Iran was definitely a place of surprises! “Hello, how are you? Where are you from?” Iranians everywhere stopped us in the street to chat, or waved from their cars or tooted their horns as we crossed the street. A favourite pastime is to picnic anywhere; in the luscious gardens, next to archaeological sites or along a desolate road to nowhere. And they were more than happy to share their home cooked meals with us.
After some relaxing time we move amongst the crowds to explore the labyrinth of corridors in the bazaars and catch a glimpse of local foods and handicrafts.
And lead by our faithful guide we begin the first of our many mosque visits. Geometric and floral decorations are spectacular, as are the stained glass windows which pour a magical light inside as well as help to keep the mosquitoes at bay.
From the smallest rural mosque tended by nomads to the glorious Sanctuary Of Fatimah in Qom where the Khomeini revolution began, each had it’s own charm and splendour.
A dazzling wealth of gold and silver blind us in the sun, a vivid contrast to the simplicity of the rural mosques and local lifestyle, and we stand out like sore thumbs, struggling to keep our chador from slipping off as we try to photograph the massive Sanctuary.

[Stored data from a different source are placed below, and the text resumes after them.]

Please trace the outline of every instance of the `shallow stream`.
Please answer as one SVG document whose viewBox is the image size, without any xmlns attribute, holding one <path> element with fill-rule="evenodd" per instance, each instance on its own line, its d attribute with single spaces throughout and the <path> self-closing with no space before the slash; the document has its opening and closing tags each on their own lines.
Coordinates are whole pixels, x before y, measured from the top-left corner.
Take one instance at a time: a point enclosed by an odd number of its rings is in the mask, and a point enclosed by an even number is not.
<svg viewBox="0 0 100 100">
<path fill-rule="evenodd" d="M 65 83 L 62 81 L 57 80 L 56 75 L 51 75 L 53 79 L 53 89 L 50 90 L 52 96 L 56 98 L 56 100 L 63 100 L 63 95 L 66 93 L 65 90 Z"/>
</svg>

Some curious contemporary facts shared by our guide:
1 in 3 marriages end in divorce. Most are not practicing Muslims. The Supreme leader wants to double the population so abortion and contraception are only available illegally. Most have a parabola to see outside news, which every so often is confiscated. There is an active black market to access alcohol And apps to access facebook and twitter which are publicly blocked.
There is still so much more to tell about Iran – of amazing Archeological sites, hiking in the desert and to the Castle of the young maidens, the gigantic square in Esfahan, the caravanserai……but that will have to be in another post!